Jailbreak For Apple iPhone 6, iOS 9: Are There Really Any Legitimate Uses?

My piece with the Inquisitr,“Pangu iOS 9 Jailbreak: Sure It’s Available But Why Would Anyone Want it?” really struck a nerve with a segment of Apple users. Since it is a subject held dear by so many, I felt compelled to elaborate.

Many users voiced their opinions in the comments section that jailbreaking an iPhone is something that is advantageous. Some cite the fact that, using a jailbreak, users can do things that you can do on a Windows or Apple computer. Another stated that they believe that I hold the belief that because I don’t need to jailbreak, I don’t believe others should either. Another user discussed that Apple monitors the development of jaibreaks, so it can implement beneficial improvements to future Apple products.

“This article is wrong in so many ways, educate yourself further on what jailbreaking can provide the user and their device….it’s all about freedom to do whatever you want with YOUR device.” John Costello wrote.

Should you jailbreak your iPhone 6?

“It would seem that any but the most cursory outlay of human capital into the Apple device jailbreaking proposition,” the original article states. For nerds who just love computer hacking, understanding jailbreaks would seem to be a prerequisite for many computing careers. I don’t believe that jailbreaking is just going to magically disappear, nor that it necessarily should. Nor do I believe that torrent software will, or should, disappear either.

It should be noted that Steve Jobs got his start building phone phreaking devices, sort of an 1970s version of jailbreaking software, as reported by Slate. Notice that it was not the phone phreaking device that made Jobs rich and famous. That the next Steve Jobs is a 14-year-old iPhone jailbreaker at the moment is almost a given.

Apple iPhones displayed in a store.

“Under a jailbreak, you can do the things that you can do on a Windows computer or on an Apple Computer,” Johnny Vee wrote in defense of jailbreaking in a comment.

Why go to all the trouble of jailbreaking an iPhone or iPhod to make it do something a Windows or Android device already can?

And at the end of the day, much of what jailbreaking allows users to do is to get apps for free. Jailbreaking makes stealing apps possible. Very much like torrent software.

And jailbreakers obviously value money. Imagine the uproar a jailbreaker would cause if he or she went down to their local electronics store and laid down $400 for a new iPhone and the clerk gave them an empty box. There would be blood in the streets. Stealing can seem great when it goes one way, but it really sinks when it goes the other. How about if Apple stock plunged because their sales fizzled and grandma and grandpa had to forego the dream of living in a retirement home? Stealing is wrong and hurts other people.

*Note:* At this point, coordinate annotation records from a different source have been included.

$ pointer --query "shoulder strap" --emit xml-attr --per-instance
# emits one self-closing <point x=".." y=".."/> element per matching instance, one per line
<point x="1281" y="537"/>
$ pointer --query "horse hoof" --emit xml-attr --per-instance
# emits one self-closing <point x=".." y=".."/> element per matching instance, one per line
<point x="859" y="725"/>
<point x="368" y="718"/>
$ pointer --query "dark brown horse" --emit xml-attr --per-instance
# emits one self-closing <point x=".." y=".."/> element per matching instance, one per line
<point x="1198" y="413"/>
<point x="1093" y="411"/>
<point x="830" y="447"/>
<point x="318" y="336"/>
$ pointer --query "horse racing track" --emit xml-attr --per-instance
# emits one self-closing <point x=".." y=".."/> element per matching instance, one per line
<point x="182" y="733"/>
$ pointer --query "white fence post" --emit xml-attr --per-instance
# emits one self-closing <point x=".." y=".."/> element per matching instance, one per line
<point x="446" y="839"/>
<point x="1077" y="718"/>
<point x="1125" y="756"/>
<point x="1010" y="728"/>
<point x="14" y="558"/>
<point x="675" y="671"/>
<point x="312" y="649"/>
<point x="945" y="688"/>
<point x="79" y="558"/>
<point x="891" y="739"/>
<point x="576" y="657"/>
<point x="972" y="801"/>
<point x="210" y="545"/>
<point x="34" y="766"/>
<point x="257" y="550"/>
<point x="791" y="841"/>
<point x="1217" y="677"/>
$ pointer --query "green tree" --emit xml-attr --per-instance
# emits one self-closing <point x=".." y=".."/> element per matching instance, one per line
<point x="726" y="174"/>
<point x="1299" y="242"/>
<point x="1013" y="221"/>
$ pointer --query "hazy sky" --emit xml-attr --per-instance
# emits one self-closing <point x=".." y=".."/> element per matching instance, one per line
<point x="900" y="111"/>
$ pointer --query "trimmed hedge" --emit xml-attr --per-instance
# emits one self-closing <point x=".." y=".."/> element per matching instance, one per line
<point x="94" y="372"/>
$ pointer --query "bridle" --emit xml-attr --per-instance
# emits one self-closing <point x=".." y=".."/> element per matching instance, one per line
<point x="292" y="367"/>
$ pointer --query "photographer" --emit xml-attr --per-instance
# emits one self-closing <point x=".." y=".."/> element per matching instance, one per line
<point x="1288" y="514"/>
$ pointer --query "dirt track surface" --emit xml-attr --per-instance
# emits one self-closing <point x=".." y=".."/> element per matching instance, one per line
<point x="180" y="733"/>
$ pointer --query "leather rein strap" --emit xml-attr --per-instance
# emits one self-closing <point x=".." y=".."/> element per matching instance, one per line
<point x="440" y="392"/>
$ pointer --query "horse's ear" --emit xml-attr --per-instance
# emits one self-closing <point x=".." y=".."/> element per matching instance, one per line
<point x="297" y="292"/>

Apple is a good company and has created products that have unquestionably made life better for people throughout the world. That this very debate exists could be held as proof of this. The debate that Apple is too restrictive and should allow users more freedom is a valid one. However, why mess with Apple by stealing and undermining what seems like a great sytem? Options, such as Windows, Android, and others exist. In some instances, a jailbroken iPhone may the the only available option, but in the majority of cases, a normal iPhone, Windows, or Android device will do a given job well.

Jailbreaking an iPhone or iPod with the true intention of stealing apps and then covering tracks by saying that jailbreaking is really about an exercise in the demonstration of personal rights is spurious at best.